Intanto, continua a preparare superbi cannoncini. Colmi di crema pasticcera cotta a vapore. “Così rimane più compatta”, spiega il maestro. Che mette sul bancone anche il fragrante “Dolce Morazzone” (a base di frutta secca, intitolato al pittore locale Pier Francesco Mazzucchelli, detto il Morazzone) e il delicato “Dolce Varese”, un cake de voyage che rilegge l’amor polenta, impastando burro chiarificato, uova, zucchero a velo, Petra 5 e farine di granturco e di nocciole. Non trascurando la pasticceria salata, soprattutto in occasione dei banqueting. “Adoro cucinare. In modo particolare il riso. Mi viene benissimo quello con l’ossobuco”, commenta Mariano. Fiero di firmare appetizer, panini, fantasiosi finger e gnocco fritto. Utilizzando sempre Nova e Petra 1. In coerente continuità col resto degli impasti.
Anzi, sono proprio queste due farine a nutrire la pizza gourmet, proposta nel nuovo locale della coppia. In tandem con Cristian Morandi (bartender) e Paola Fabbri (tecnologa alimentare). Nel segno di una visione allargata e inclusiva del mondo dell’arte bianca. Un anno e mezzo fa ha così inaugurato SeM & FeM, pasticceria & drink lab a Tradate. “È aperto tutto il giorno. Offriamo una cucina espressa. Che non richiede lunghe preparazioni ma che è comunque di qualità. Della serie, non c’è posto per il ragù che sobbolle, ma per i tortellini burro e salvia sì”, rivela Mariano. Così come protagonisti sono i cocktail, gli aperitivi e le serate a tema. Uno spazio dinamico, che ha dato forma anche a una golosità iconica, sia dell’insegna sia della cittadina: il “Dolce del corso di Tradate”, un tortino morbido, dalle nuance ammandorlate, prezioso di albicocche semi candite, Amaretto Disaronno e granella d’amaretto. A rammentare il selciato del viale alberato di corso Bernacchi. Dov’è posizionata la location.

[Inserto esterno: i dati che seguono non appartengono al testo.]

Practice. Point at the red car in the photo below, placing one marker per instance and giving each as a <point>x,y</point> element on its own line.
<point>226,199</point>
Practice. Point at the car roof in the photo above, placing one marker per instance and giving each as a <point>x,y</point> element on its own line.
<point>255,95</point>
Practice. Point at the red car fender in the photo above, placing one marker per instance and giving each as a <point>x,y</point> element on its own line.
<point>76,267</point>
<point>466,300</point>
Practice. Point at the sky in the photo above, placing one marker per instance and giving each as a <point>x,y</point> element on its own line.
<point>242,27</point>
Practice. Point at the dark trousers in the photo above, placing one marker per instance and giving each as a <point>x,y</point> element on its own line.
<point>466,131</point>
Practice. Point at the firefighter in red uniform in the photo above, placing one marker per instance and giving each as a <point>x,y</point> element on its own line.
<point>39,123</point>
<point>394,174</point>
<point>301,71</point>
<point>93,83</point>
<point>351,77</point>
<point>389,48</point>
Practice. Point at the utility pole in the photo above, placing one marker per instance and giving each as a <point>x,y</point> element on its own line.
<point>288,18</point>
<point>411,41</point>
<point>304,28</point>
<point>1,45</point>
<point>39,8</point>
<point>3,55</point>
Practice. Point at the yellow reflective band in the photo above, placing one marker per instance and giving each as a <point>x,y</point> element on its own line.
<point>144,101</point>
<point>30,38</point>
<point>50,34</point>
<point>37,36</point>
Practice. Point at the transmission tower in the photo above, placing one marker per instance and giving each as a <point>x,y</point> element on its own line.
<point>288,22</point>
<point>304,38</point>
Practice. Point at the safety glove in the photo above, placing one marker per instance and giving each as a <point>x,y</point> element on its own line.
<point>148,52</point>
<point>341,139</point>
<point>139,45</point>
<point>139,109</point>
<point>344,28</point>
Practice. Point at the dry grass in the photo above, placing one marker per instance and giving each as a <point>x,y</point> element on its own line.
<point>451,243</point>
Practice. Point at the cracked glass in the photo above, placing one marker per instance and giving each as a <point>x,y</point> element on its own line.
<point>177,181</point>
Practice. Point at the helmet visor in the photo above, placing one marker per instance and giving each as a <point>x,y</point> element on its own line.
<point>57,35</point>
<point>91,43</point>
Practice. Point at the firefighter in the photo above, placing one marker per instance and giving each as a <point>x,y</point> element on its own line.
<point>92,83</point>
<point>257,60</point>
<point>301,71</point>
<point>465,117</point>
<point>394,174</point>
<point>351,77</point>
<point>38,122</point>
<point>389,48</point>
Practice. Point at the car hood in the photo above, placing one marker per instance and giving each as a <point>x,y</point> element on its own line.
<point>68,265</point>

Un’attenzione costante al territorio, confluita addirittura in associazione. Attiva nell’organizzazione di eventi e manifestazioni a scopo benefico, come "Signor Panettone". Una realtà no-profit, di cui Mariano è presidente: Pasticceri per la Vita. A sua volta evoluzione di un’altra lodevole iniziativa, al tempo coordinata da Pierluigi Brun: “Dolce in carcere”, che aveva già visto alcuni maestri della provincia varesina impegnati a dar lezione ai detenuti della Casa Circondariale di Busto Arsizio. “Pasticceri per la Vita oggi raccoglie una decina di artigiani. Per noi è un’occasione di incontro e confronto. Spesso parliamo al futuro. Ci piacerebbe realizzare un dolce rappresentativo del gruppo, mettere in calendario dei corsi e magari creare un consorzio. Perché no?”, continua Massara. Che, nel (poco) tempo libero, canta. “Siamo ancora in fase embrionale, ma stiamo formando una band. Facciamo musica anni Ottanta. È divertente. E poi l’emozione del palco è unica”. Anche per uno umile, serio e riflessivo come Mariano, abituato a stare volentieri dietro le quinte.